|This is the man to look out for. Just get out and walk!|
Tuesday, November 2, 2010
Using your horn doesn’t make you a safe driver…
Road rage is a killer. Especially when you’re trapped in a tin can, flying down the roads of Haiti at upwards of 80 miles an hour, and YOUR rage is directed at YOUR driver.
A few weeks ago, I had the pleasure of going to O Kay. The drive to O Kay is gorgeous. We wove through the mountains, drove through a multitude of small towns and villages, and hugged the coastline during our almost-pleasant 5 hour drive from Port-Au-Prince.
There was a pleasant bit of conversation between me, the head nun of Haiti, 2 of the girls, the driver, and his wife.
Even this drive was tainted with a sprinkling of the road rage to come.
The first sign came at the downed bridge (which was perfectly serviceable just covered with a mound of dirt???). We took a 1 lane bypass around the bridge and THROUGH the river. Many of the more polite cars pulled off the road to connect their 4x4. If you haven’t ever seen this, older 4x4 have a locking mechanism on the front two wheels which must be manually engaged.
Butt Face (our driver) did not bother to pull off the road. Instead he decided to sit in the middle of the road, while cars in front and back are honking, and change the locking mechanism, on BOTH sides of the river. It would have been a minor inconvenience to us to let the 4 cars behind us pass, but I guess shrugging is easier…
Second Sign, I even kicked a pile of horse crap with my flip flops. Luckily, there was a leech infested pond right next to the poop for me to wash off my foot. Yeah that sucked. But at least I wasn’t in the car with the chauffer.
On our drive we passed many of the most beautiful locations I’ve seen in Haiti. The ocean, a river flowing into a damn with irrigation trenches, beautiful mountains, the descent into O Kay from the mountains.
After our drive and sightseeing Sr. Mary Clair stayed in O Kay and we made our way home.
After she left, the chauffer made the most dazzling show of ego, self importance, and disrespect I’ve ever seen. For example; instead of throwing his waste sugar cane out the window he would put it at my feet. This could have been a cultural difference and so I wasn’t angry… yet.
Lucky for me the anger would come, as the ride home that drove every nail into the figurative coffin. I’m just glad it wasn’t mine.
He sped. I checked and we were going 80 miles an hour at one point. These are not highways; they would be the equivalent of American back roads. Pedestrians walk on the road, because there is no side walk.
We even encountered a funeral procession. The gentlemen in the procession had to stand in front of the car so that the driver wouldn’t PUSH THROUGH THE CROWD. Even with that he tried a few times.
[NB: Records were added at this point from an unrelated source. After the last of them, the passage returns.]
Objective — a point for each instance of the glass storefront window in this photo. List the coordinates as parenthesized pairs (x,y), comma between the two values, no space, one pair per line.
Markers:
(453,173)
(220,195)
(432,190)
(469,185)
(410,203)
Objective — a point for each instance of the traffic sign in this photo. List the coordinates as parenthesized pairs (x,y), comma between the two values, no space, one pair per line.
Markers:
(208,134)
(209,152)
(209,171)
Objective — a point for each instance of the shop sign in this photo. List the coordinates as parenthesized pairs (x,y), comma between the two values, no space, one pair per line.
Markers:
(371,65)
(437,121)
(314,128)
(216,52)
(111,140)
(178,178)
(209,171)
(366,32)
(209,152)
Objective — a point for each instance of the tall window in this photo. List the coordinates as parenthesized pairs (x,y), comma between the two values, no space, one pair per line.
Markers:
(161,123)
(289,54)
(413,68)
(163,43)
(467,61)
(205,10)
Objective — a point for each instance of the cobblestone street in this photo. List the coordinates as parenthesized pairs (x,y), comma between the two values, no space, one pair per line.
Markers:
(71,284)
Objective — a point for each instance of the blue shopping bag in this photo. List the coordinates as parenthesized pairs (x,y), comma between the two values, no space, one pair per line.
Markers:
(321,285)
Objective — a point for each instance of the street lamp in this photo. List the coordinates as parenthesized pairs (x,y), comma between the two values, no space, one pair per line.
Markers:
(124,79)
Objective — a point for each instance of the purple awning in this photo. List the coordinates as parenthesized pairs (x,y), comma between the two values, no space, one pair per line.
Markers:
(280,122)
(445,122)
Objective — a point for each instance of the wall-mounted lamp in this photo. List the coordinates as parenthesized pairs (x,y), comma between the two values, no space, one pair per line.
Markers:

An argument between him and his wife ended with us stopping so they could collect salt water. Awkward turtle!
To make up for “lost time” he would pass cars while blazing down the road. We’d pass car without caution and twice we had to fit 3 cars on the crowded road.
Then the sun set.
Haitians misuse their brights and it really chaps my hide! They turn them ON as they pass other cars, seemingly oblivious to the fact that this causes night blindness. But this isn’t what really scares me. In Haiti there are many cars that don’t have lights… I counted 3 in the course of 1 hour. Imagine passing at 80 miles an hour then seeing a car without lights drive by 5 or 6 seconds later.
At one point he scared a kid crossing the street because OUR lights weren’t on. Our horn was the only warning the kid got of our approach, which made the kid jump out of his skin.
After that, he almost hit 1 pig, 2 dogs, 30 people and at least 4 other cars. OK so I didn’t count how many people he almost hit but it was a lot! One person was hit with the mirror. We weren’t going very fast but obviously he wasn’t driving very well either.
If I’d had money I would have gotten out and taken a taptap (taxi). If I’d had my license I’d have asked to drive myself. If I make it back to America I’m going to kiss the first police officer who pulls me over.
When driving with a mad-man bring: cash, your wallet, and pepper spray.